08 Oct 2024

UP<>Sweden AI Workshop Panel: Low Resource Languages and LLMs

Listen

DSFSI · Panel: Low Resource Languages and LLMs [UP<>Sweden AI Workshop 30-09-2024]

Summary

This panel discussion focused on the development of large language models (LLMs) for low-resource languages, particularly within the African context. The conversation emphasised the unique challenges of building AI systems for languages that have limited computational and linguistic resources. Here’s a summary of the main points:

Discussion was moderated by Lesego Makhafola from the University of Pretoria Library.

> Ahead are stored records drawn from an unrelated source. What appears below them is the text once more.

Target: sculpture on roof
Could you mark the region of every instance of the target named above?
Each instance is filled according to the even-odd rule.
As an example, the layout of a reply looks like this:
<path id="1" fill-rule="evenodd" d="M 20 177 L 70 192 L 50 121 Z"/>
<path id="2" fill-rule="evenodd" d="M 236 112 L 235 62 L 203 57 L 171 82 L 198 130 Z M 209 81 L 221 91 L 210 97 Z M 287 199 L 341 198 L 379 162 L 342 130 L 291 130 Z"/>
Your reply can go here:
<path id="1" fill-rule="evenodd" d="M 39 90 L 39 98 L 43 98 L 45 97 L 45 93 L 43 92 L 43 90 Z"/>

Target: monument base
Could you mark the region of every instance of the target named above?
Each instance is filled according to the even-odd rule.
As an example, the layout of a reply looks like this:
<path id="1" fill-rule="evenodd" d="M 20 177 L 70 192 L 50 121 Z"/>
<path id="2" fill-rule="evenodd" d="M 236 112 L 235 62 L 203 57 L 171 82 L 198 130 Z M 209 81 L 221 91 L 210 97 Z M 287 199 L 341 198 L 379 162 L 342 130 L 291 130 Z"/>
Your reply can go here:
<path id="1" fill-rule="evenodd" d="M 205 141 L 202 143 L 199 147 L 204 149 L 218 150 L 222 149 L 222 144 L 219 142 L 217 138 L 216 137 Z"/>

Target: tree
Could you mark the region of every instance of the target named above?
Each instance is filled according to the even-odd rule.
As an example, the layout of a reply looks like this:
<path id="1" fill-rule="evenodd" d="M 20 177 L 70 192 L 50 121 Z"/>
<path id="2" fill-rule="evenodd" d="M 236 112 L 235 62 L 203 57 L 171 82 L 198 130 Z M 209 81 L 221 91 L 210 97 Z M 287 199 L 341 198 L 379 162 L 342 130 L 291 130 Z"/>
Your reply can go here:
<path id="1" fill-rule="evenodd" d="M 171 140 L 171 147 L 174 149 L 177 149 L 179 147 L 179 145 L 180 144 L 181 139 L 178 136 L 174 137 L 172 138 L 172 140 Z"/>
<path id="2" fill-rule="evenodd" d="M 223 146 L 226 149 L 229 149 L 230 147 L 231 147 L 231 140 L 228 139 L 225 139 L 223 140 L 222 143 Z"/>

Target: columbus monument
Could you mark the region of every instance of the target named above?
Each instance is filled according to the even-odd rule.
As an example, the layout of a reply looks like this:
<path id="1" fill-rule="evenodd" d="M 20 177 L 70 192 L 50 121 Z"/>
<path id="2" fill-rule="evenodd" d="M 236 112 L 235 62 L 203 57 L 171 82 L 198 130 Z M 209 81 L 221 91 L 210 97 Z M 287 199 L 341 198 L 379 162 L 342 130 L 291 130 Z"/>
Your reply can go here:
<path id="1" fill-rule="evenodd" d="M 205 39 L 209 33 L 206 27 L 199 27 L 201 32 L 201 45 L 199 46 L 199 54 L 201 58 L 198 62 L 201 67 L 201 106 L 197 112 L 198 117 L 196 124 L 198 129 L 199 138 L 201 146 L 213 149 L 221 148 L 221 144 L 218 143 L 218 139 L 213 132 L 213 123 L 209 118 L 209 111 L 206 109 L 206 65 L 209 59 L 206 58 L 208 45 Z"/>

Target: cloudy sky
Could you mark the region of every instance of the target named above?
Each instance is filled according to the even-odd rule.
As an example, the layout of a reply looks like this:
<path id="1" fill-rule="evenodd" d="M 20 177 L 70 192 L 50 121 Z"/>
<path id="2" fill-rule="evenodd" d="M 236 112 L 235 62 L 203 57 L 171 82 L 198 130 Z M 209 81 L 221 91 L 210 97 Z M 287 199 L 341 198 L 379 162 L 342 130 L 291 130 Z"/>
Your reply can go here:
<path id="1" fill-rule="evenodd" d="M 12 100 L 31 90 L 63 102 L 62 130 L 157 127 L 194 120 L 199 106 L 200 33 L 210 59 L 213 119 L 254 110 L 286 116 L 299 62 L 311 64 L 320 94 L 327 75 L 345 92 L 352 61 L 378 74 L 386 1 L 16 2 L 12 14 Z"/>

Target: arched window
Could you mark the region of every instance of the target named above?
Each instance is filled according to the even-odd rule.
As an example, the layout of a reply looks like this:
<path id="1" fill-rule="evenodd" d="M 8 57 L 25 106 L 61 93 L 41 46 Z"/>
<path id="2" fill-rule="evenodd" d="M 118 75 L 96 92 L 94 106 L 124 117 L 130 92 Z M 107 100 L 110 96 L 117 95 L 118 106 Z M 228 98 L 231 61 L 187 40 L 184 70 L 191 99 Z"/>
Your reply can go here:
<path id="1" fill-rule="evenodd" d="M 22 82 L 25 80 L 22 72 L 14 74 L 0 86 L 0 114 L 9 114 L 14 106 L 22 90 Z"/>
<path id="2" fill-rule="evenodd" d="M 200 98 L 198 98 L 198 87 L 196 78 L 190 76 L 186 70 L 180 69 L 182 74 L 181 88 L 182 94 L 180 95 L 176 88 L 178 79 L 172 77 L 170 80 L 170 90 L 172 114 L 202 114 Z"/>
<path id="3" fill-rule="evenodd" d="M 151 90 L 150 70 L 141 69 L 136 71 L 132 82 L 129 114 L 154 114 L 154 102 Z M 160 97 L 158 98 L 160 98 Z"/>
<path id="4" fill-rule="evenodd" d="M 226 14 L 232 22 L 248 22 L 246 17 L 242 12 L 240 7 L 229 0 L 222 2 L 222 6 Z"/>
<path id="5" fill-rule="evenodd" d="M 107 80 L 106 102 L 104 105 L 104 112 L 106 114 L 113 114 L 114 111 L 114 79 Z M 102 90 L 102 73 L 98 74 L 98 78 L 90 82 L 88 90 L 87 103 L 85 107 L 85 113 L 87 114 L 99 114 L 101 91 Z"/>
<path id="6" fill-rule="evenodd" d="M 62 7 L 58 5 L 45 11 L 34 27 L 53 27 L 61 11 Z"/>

Introduction to Panellists and Their Work

Nomonde Khalo: PhD student at the University of Cape Town, focusing on using AI and NLP to simplify medical texts for better comprehension. Her work highlights the need for personalised health communication.
Vukosi Marivate: Expert in machine learning and NLP, he emphasised the lack of computational resources for many African languages and highlighted the need for collaborative, interdisciplinary approaches to address this gap.
Chijioke Okorie: Legal expert with a focus on data science law, addressing issues around intellectual property and data rights in the context of AI and low-resource languages.
Paul DeSantos: Data professional working on AI models for Nordic languages, contributed by discussing how low-resource languages could be addressed through transfer learning and data augmentation.

Key Themes and Challenges

Data Scarcity and Computational Resources:
- African languages are often underrepresented in NLP datasets, especially given the continent’s linguistic diversity (with over 3,000 languages). This lack of data, combined with limited access to high-performance computing, makes it difficult to build robust AI models.
- Building these models is not just a technical issue but also involves complex socio-cultural dynamics, including how languages are written, spoken, and understood.
Building AI with Community Input:
- The panel agreed that it is essential to develop AI models with input from local communities to ensure they are culturally relevant and free from bias. AI models should not be generic but rather tailored to specific tasks and community needs.
- The challenge is how to engage communities meaningfully, particularly in cases where languages are predominantly spoken rather than written.
Bias and Linguistic Representation:
- Models for low-resource languages are often biased due to the sources of the data, such as religious texts, which do not always represent the full linguistic or cultural context of the community. There was discussion about the importance of ensuring that datasets are diverse and culturally relevant.
- Panellists emphasised the importance of advocating for the use of local languages in business and online spaces to help grow these datasets and preserve linguistic diversity.
Legal Considerations:
- Dr. Okorie highlighted legal issues around data ownership and the ethical use of data, especially in light of privacy laws like South Africa’s Protection of Personal Information Act (POPIA). The legal framework should balance innovation with data protection, ensuring compliance while fostering openness.
- She also discussed the implications of data licensing, suggesting that data generated by public institutions should be openly shared to encourage innovation, while cautioning against inequitable uses of openly licensed data by those with greater resources.
Sustainability and Commercialization:
- There was a lively discussion on balancing the need for open access to data and models with the potential for commercialization. The panellists agreed that openness should not preclude value exchange, and that value doesn’t always have to be monetary—it could involve access to infrastructure, collaborative opportunities, or shared research benefits.
- Vukosi Marivate noted that it’s essential for open datasets and AI models developed in Africa to benefit local communities rather than being used by outside entities for profit without giving back.

Future Directions

Transfer Learning and Data Augmentation: Paul DeSantos discussed current techniques such as transfer learning and data augmentation, which can be used to fine-tune models for low-resource languages. These approaches are data-efficient and allow for more targeted solutions.
Crowdsourcing and Community-Driven Data Collection: The panel proposed that community-driven efforts, similar to initiatives like OpenStreetMap, could help build the necessary datasets for low-resource languages. This would democratise data collection and encourage local participation.
Role of Universities and Libraries: Universities were identified as key players in bringing together disparate data resources. Libraries could also play a central role in managing language resources and making them accessible to researchers.

Conclusion

The panel concluded that addressing the challenges of developing AI for low-resource languages requires a multifaceted approach, combining technical innovation with community engagement, legal frameworks, and sustainable models for data sharing. Collaboration across disciplines—computer science, linguistics, law, and beyond—will be essential to ensure that AI systems reflect the linguistic diversity and cultural contexts of the regions they serve.